The Competitive Edge -- Taxes Take Center Stage

Aug. 12, 2010
An analysis of two proposed tax plans shows only one will stimulate the economy and provide important benefits to manufacturers.

In recent months, bond markets, newspaper pundits, government leaders and other opinion makers have coalesced around the seemingly obvious insight that we need to start paying down the mammoth debt that governments in the developed world -- led by the United States -- have been accumulating. Aided by the ideological predilections of the current political leadership in the United States, and the fact that the Bush-era tax cuts are scheduled to disappear on Jan. 1, 2011, this has concentrated minds on tax increases to address the looming fiscal crisis.

Unfortunately, both corporate and pass-through filers in manufacturing are in the sights of the political leadership that sees taxing "the guy behind the tree" -- i.e., business -- as the solution to domestic fiscal problems.

My colleague at the Manufacturers Alliance/MAPI, Jeremy Leonard, has taken a look at the impact of President Obama's proposed tax increases on manufacturing, and it isn't a pretty picture! First, most political leaders and commentators blithely ignore the fact that allowing the Bush tax cuts for "the rich" to lapse will affect many of the four million subchapter S corporations and three million partnerships or limited liability corporations that are at the heart of American entrepreneurial dynamism, including more than 300,000 that are in manufacturing. These filers are hit not only by increases in income tax rates, but by reducing some of the important preference items such as the manufacturing deduction, deferral on foreign-earned income and last-in, first-out (LIFO) treatment of inventory that the Obama plan wants to eliminate or significantly reduce. All told, pass-through entities in manufacturing would see their tax bill increase by 14% under the Obama plan.

C corporations are hurt mainly by elimination of the same preference items, especially the foreign income deferral and LIFO changes. Altogether, these provisions raise corporate taxes by 6% and, importantly, do nothing to change the uncompetitively high top rate that, if proposed Japanese rate cuts materialize, will make U.S. corporations the most heavily taxed in the developed world.

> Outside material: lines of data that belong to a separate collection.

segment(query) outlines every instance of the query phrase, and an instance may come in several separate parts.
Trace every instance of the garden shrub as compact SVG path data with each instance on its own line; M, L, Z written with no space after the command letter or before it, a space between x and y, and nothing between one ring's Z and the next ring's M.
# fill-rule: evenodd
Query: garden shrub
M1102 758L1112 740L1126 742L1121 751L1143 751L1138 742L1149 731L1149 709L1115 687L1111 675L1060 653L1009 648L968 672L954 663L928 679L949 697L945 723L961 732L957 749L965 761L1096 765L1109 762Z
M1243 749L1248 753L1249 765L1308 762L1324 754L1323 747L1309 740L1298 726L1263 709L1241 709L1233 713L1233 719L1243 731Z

Leonard's analysis also shows that the administration proposals have a negative impact on overall economic activity, cutting about $200 billion from GDP by 2015, cutting jobs by 500,000 and increasing the federal deficit by about $100 billion annually by 2015.

By contrast, another proposed tax reform bill by Sen. Ron Wyden, D-Ore., and Sen. Judd Gregg, R-N.H., would have a positive macroeconomic impact by cutting corporate tax rates and holding individual tax rates at current (Bush-era) levels. Their bill, too, eliminates many preferences that help manufacturers, but the power of lower rates is seen by Leonard's projections. Wyden-Gregg would increase GDP by $500 billion annually and create two million jobs by 2015, and reduce the federal deficit by $100 billion on an annual basis.

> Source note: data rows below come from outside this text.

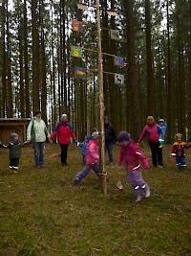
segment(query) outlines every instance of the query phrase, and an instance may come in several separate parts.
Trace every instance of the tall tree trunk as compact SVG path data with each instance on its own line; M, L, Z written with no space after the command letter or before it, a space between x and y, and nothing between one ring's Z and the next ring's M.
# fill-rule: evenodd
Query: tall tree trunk
M147 65L147 113L155 116L155 92L153 81L153 54L151 46L151 10L150 0L145 0L146 23L146 65Z
M135 32L133 19L133 0L125 1L126 26L127 26L127 54L128 54L128 84L130 90L130 133L133 139L138 139L140 132L140 109L138 85L138 70L136 64Z
M167 101L167 142L172 141L172 80L171 80L171 45L170 45L170 24L169 24L169 3L167 0L166 5L166 15L167 15L167 85L168 85L168 101Z
M37 17L38 0L32 1L32 109L40 108L39 99L39 35Z
M7 98L7 115L8 117L13 116L13 104L12 104L12 87L11 87L11 34L10 34L10 17L8 12L8 2L6 4L6 13L7 13L7 78L8 78L8 98Z
M25 116L30 117L31 107L30 107L30 86L29 86L29 58L28 58L28 18L27 18L27 3L24 0L24 81L25 81Z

Our risk-averse Congress is not likely to address taxes until after the November election, in a "lame duck" session whose actions are unpredictable. Business must be prepared for some tax increase, given the unsustainable fiscal situation we face. Manufacturers will need to weigh the trade-offs between lower corporate and personal income taxes and losses of some preference items. At some point, too, discussion will have to include some form of consumption tax that could be used to offset the impact of lowering the corporate tax needed to stay globally competitive, and to keep personal income taxes and taxes on investment at current levels, which is needed to spur investment and entrepreneurial risk-taking. A consumption tax of some sort also could help reduce the trade deficit by discouraging domestic spending and encouraging investment and exports. Leonard's study shows the power of lower taxes to spur growth, but there will need to be compromises to generate the income required to pay for the profligacy of recent decades.

Thomas J. Duesterberg is president and CEO of the Manufacturers Alliance/MAPI Inc., an executive education and business research organization in Arlington, Va.